Hillary Clinton is responsible for her choices. Bad choices. Dodge federal transparency and security rules for email. Take money from foreign countries that discriminate against women and seek influence over U.S. policy. Dispatch David Brock, Lanny Davis, and other professional dissemblers to discredit critics and fair questions.
Staggered by self-inflicted wounds, the former secretary of State reportedly plans to hold a news conference. This presents her with a choice between the right way and wrong way to manage a public-relations crisis in the post-Internet era, when the 1990s tactics of deflection, deception, and victimization are less relevant than a phone booth.
Option No. 1: The Right Way
Clinton strides confidently into the room trailed by aides carrying an email server once registered to her home. "President Obama gave me the honor to serve the American people as secretary of State," she says. "While serving in that office, I wrote and received thousands of emails. These emails belong to the American public, not to me. I am turning them over to the State Department—all of them."
(RELATED: It's Not About the Emails: Clinton's Fate Hangs on Bigger Questions)

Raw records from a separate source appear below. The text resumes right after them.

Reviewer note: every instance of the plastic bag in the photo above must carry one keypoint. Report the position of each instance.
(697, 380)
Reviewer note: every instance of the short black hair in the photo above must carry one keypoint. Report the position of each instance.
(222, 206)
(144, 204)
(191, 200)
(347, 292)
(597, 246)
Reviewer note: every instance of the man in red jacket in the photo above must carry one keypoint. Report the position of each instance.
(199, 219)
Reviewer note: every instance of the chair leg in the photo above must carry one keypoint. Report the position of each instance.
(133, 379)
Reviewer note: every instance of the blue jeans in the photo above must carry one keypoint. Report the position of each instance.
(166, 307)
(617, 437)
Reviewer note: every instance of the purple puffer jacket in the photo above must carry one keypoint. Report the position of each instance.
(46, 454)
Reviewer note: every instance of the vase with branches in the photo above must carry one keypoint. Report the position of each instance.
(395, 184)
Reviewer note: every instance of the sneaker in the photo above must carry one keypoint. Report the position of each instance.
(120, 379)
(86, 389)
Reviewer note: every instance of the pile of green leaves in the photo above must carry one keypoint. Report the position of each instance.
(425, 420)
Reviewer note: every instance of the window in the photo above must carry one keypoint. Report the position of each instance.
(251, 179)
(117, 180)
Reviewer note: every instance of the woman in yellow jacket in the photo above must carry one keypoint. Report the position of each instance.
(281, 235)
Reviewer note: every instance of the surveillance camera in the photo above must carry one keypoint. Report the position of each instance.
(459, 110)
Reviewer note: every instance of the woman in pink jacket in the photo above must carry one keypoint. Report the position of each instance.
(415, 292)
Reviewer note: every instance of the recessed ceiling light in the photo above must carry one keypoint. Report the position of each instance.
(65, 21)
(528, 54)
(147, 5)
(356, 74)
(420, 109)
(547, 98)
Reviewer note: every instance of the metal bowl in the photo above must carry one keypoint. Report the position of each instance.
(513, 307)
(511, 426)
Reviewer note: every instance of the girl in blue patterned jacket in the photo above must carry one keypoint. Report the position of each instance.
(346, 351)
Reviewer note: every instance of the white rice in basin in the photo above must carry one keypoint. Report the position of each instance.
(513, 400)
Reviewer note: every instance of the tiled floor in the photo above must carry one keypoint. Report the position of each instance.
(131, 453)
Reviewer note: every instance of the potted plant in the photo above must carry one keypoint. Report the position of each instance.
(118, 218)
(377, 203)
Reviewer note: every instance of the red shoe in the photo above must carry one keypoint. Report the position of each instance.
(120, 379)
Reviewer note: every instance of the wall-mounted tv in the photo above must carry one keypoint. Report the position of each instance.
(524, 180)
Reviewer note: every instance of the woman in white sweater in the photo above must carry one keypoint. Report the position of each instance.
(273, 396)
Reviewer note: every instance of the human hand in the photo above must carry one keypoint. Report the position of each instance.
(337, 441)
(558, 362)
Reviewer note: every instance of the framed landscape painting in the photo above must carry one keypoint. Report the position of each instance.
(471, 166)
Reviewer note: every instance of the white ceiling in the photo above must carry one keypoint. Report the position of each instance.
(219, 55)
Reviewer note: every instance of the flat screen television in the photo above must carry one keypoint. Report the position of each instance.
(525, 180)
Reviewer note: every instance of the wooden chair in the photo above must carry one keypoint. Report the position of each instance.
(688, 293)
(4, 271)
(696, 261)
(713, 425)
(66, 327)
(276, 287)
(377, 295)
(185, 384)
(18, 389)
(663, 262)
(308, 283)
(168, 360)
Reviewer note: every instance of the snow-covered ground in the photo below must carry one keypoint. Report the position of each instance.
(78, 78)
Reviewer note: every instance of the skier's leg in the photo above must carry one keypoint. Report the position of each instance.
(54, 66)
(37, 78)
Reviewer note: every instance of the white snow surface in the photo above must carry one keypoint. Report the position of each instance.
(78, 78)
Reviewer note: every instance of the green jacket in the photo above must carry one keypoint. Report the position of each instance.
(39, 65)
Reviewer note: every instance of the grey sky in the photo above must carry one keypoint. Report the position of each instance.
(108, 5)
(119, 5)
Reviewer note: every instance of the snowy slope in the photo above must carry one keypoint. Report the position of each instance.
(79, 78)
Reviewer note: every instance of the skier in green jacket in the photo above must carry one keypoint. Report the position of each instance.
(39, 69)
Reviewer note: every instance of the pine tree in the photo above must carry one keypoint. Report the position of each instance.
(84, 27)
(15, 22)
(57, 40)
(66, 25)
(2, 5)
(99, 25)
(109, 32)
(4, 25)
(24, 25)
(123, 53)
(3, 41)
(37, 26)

Photographers inch closer to Clinton, their cameras whirring and flashing. "I recommend that a ruthlessly independent entity be selected to review the email to determine which ones are private, which ones should immediately be made public, and which ones fall under public-archive rules. My actions have damaged the public's trust in the integrity of my email cache. I'll take whatever steps are necessary to earn back that trust."